Show first that \(PP_0=P_0P= P_0\), and that \(P-P_0\) is an orthogonal projector - What is the orthogonal projector \(P_0\) on \(\mathrm{Span}(1, \dots, 1)\) ? Deduce that \((X_i - \overline X)\) is independent of \(\overline X\) for all \(i\).
- We divide \(N\) into \(d\) blocks: \(N = N_1 + \dots + N_d\). We write \((X_1, \dots, X_n) = ((X_{11}, \dots, X_{N_11}), (X_{12}, \dots X_{N_2 2}), \dots, (X_{N_d 1}, \dots, X_{N_d d}))\).

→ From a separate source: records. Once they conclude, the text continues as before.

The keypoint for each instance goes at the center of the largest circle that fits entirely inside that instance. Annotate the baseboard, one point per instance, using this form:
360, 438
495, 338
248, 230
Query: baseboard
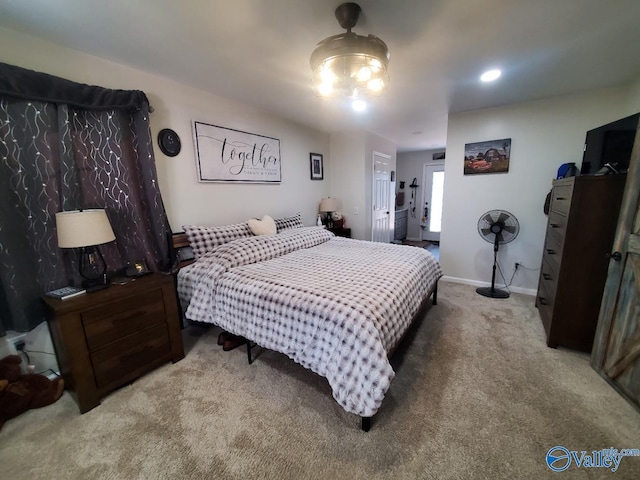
475, 283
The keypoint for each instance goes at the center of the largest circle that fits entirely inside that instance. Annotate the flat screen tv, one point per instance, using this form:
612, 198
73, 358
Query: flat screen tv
608, 148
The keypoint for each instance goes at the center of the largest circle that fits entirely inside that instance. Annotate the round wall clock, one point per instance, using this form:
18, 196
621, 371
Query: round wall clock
169, 142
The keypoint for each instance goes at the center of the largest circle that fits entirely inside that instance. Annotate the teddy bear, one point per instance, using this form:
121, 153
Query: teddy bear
20, 392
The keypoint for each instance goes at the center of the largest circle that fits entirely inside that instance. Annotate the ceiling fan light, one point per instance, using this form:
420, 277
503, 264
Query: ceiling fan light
350, 61
359, 105
376, 85
326, 75
325, 89
364, 74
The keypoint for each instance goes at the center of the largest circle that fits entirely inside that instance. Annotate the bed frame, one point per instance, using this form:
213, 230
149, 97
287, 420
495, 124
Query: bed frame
182, 257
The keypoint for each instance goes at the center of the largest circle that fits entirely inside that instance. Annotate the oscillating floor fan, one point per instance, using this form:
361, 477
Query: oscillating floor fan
497, 227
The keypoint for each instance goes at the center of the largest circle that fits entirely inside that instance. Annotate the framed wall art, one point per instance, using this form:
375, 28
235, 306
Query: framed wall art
487, 157
228, 155
317, 166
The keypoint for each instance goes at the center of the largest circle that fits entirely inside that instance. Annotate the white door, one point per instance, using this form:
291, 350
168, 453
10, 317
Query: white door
432, 195
381, 217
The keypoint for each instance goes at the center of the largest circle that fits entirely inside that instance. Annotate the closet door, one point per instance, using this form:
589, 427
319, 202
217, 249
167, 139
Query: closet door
616, 349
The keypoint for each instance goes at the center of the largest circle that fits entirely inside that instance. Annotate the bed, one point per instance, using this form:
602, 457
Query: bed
336, 306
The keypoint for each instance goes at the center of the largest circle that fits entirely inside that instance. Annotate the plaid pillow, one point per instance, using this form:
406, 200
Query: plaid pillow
205, 239
286, 223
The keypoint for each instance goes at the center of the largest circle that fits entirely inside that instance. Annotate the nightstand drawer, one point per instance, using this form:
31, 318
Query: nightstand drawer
128, 358
112, 322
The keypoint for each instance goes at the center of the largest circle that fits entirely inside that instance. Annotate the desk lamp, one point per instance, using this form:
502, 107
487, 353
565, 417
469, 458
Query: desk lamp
86, 229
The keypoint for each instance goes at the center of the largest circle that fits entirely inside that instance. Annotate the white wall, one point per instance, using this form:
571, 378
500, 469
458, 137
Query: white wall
186, 200
375, 143
352, 176
544, 135
176, 105
347, 178
410, 166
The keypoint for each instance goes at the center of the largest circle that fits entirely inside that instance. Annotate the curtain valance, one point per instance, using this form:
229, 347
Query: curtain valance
30, 85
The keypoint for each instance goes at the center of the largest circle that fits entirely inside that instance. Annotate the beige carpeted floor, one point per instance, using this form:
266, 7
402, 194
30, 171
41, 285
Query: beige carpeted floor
477, 395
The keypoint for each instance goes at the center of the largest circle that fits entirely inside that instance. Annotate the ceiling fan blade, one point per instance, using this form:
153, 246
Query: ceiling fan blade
503, 216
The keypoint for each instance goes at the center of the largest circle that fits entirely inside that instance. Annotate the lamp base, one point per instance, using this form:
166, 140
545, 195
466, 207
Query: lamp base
95, 284
94, 287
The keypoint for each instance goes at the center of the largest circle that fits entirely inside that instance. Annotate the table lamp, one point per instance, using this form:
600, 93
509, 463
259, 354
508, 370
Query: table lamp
86, 229
328, 205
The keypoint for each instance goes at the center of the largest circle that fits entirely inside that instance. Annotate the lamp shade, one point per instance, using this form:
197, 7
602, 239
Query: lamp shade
83, 228
328, 204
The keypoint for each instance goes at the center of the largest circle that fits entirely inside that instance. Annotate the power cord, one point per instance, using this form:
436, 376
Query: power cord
20, 347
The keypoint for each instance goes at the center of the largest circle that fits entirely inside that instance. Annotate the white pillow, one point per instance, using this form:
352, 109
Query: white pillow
266, 226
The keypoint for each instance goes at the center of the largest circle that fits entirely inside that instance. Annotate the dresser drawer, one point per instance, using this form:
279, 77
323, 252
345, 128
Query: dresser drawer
112, 322
127, 359
557, 226
549, 277
544, 302
561, 198
552, 253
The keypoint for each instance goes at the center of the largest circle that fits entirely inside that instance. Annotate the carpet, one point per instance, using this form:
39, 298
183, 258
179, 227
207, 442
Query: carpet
477, 395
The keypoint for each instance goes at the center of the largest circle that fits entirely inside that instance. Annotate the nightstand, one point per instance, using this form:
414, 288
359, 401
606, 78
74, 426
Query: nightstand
341, 232
108, 338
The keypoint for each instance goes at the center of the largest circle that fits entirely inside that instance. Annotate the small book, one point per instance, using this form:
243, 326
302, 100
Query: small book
65, 293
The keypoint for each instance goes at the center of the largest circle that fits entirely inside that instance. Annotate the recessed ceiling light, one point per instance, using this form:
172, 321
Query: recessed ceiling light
490, 75
359, 105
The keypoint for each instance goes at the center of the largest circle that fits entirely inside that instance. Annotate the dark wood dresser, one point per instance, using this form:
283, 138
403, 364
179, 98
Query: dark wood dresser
582, 221
108, 338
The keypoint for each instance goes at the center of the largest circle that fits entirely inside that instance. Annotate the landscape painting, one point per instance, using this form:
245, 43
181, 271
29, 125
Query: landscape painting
487, 157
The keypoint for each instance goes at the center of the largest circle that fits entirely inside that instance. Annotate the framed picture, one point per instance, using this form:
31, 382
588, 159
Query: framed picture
487, 157
228, 155
317, 167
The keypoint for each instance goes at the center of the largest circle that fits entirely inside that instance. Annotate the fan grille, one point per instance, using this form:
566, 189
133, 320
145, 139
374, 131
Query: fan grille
500, 224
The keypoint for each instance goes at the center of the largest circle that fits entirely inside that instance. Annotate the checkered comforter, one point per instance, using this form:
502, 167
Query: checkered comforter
334, 305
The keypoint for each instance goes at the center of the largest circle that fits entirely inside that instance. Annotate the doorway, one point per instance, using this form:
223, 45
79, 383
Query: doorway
382, 213
432, 198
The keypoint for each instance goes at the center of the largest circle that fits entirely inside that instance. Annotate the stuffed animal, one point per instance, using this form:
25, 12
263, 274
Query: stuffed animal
20, 392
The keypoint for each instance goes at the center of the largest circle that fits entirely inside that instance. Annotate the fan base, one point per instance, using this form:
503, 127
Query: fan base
492, 292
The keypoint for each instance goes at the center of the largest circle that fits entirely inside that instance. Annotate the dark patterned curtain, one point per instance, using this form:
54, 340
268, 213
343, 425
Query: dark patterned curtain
60, 149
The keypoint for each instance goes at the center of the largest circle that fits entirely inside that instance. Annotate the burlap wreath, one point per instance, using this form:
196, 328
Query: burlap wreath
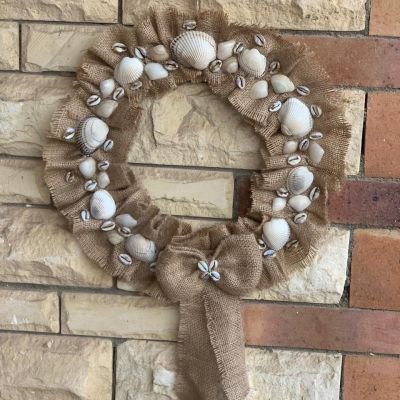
304, 141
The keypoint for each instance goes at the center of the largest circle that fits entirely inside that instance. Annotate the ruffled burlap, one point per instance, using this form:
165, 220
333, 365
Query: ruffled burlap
210, 340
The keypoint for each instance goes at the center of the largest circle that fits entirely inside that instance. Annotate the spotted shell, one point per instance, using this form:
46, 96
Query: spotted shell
194, 49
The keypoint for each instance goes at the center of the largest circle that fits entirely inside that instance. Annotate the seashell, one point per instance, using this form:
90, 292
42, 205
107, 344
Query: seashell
106, 108
299, 180
276, 233
128, 70
92, 134
141, 248
230, 65
102, 205
282, 84
225, 50
103, 179
289, 147
295, 118
194, 49
316, 152
158, 53
107, 87
155, 71
126, 220
299, 203
259, 90
253, 62
278, 204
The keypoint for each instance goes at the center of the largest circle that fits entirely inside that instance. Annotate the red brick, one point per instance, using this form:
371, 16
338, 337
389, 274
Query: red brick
385, 18
371, 378
322, 328
375, 270
382, 147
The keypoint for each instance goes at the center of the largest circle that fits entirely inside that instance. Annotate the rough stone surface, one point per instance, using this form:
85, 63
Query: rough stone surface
9, 45
37, 247
54, 367
118, 316
26, 105
60, 10
147, 370
29, 311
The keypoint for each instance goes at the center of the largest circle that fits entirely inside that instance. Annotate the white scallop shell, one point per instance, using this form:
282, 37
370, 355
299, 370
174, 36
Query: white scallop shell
299, 180
194, 49
102, 205
295, 118
282, 84
128, 70
276, 233
299, 202
92, 134
141, 248
253, 62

- What is the orthogonal projection on \(E_k =((0, \dots, 0), \dots, (0, \dots, 0),(1, \dots, 1), (0,\dots, 0) ,\dots, (0, \dots, 0))\) ? (\(0\) everywhere except on block \(k\) where we put ones everywhere)
- Give the orthogonal projection \(P\) on \(\mathrm{Span}(E_1, \dots, E_d)\). Explicit \((I-P)(I-P_0)X\) and \(P(I-P_0)X\).
- Deduce the distribution of \(\frac{d-1}{n-d}\frac{\|(I-P)(I-P_0)X\|^2}{\|P(I-P_0)X\|^2}\) and of the ANOVA Test Statistic under \(H_0\).